VirtualGL + Wine

Hi:

I'm able to run VirtualGL in my FreeBSD 11.2 64bit. But I can't with wine. My intention is to be able to run windows applications that requires 3d acceleration, but it seems there's some problem with glx. When execute the windows application with vglrun the wine window opens and shows an error message, and in the console (where I run vglrun) I can read the following:

Code:
Xlib:  extension "GLX" missing on display ":0".
0009:err:wgl:X11DRV_WineGL_InitOpenglInfo  couldn't initialize OpenGL, expect problems

Other apps like VirtualBox seems to have 3D accel enabled when run with vlgrun.

In linux forums and in the ArchWiki it seems that lib32-virtualgl is needed. But I can't figure out how to accomplish this in FreeBSD 64bit. Any idea?

Thanks in advance,

Jes
 
You'll have to compile 32-bit VirtualGL yourself or fetch i386 package manually and extract shared libs from that.

ArchWiki it seems that lib32-virtualgl is needed.

This would be a good question for one of the FreeBSD mailing lists. The Ports Collection doesn't contain any lib32- ports. Unlike ArchLinux situation, there exists no convention or guidelines for multilib packages. It's not obvious how 32-bit VirtualGL should be packaged. (Flavor? Slave port? Port option?)

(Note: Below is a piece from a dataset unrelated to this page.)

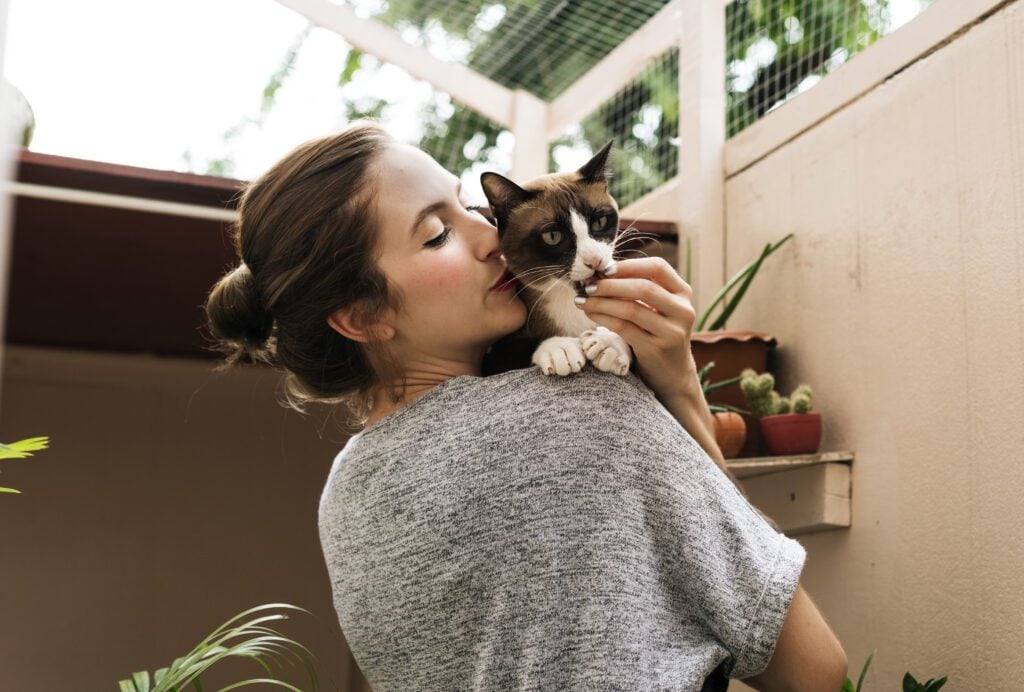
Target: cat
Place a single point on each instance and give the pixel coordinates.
(557, 233)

It's not at all difficult, it just never has been done.
 
I've thought in the 32bit package, in fact I've downloaded, but the libs are named equal as the 64bit. Where shoud I place them?, should I rename them?.

Contents of the 32bit package are:

Screenshot at 2018-07-09 18-51-08.png
 
If you don't know where place something, place it in /opt :)

Also note that Linux uses LD_LIBRARY_PATH for both 32-bit and 64-bit libs, while FreeBSD uses LD_32_LIBRARY_PATH for 32-bit libs and LD_LIBRARY_PATH for 64-bit libs. Vglrun script might need some adjustment.
 
Thanks shkhIn, but I'm not able to success in this. I'll keep trying it.

Thanks again,

Jes
 
To execute a windows application with wine but with 3D acceleration. So I launch a X server with xorg.conf.nv in display 8, and then run the app with wine as follows:

Code:
/usr/local/VirtualGL/bin/vglrun -d ":8" wine myapplication

myapplication needs 3D acceleration to be executed. In another computer, a T420 with nvidia, starting session with nvidia, virtualgl is not needed.

In my current laptop, a T440 with optimus, I can't start my X session with nvidia, only with intel. So I need virtualgl.

But it seems virtualgl can't run 32bit apps with acceleration. My wine is the i386-wine. 64bit wine can't make use of the nvidia card for accel.

So, the previous command, with vglrun to execute wine and myapplication, throws an error in the console like:

Code:
Xlib:  extension "GLX" missing on display ":0".
0009:err:wgl:X11DRV_WineGL_InitOpenglInfo  couldn't initialize OpenGL, expect problems

BR
 
For what it's worth, I have the following script from playing around with VirtualGL yesterday (hey, it's only a coincidence):
Code:
#!/bin/sh
export LD_32_LIBRARY_PATH=/compat/i386/usr/local/VirtualGL/lib:/usr/local/lib32:/compat/i386/usr/local/lib
export LD_32_PRELOAD=librrfaker.so
export VGL_LOGO=1
exec /compat/i386/usr/local/bin/glxgears

(The /compat/i386 directory has been set up according to https://wiki.freebsd.org/i386-Wine.)

64bit wine can't make use of the nvidia card for accel.

It should be able to. How exactly did it fail?
 
Thanks, I'll test vglrun with a script like yours.

About 64bit wine... I don't know the reason but only with the i386-wine, and after run /usr/local/share/wine/patch-nvidia.sh I'm able to get 3d accel in the windows application. And the windows application is a 32bit one. With 64bit there's no (if I remember well) patch-nvidia.sh script.

Thanks again, BR
 
About 64bit wine... I don't know the reason but only with the i386-wine, and after run /usr/local/share/wine/patch-nvidia.sh I'm able to get 3d accel in the windows application.

Nvidia or Intel 3d acceleration?

With 64bit there's no (if I remember well) patch-nvidia.sh script.

The only reason patch-nvidia.sh script exists is that Nvidia doesn't provide 32-bit libGL.so.1 and other 32-bit libs as part of their 64-bit driver package. There is no need to download 64-bit libGL, it's already included. The port might not be sufficiently tested in Optimus scenario, though. Specifically, I'm not sure what effect /usr/local/etc/libmap.d/nvidia.conf would produce in a such situation.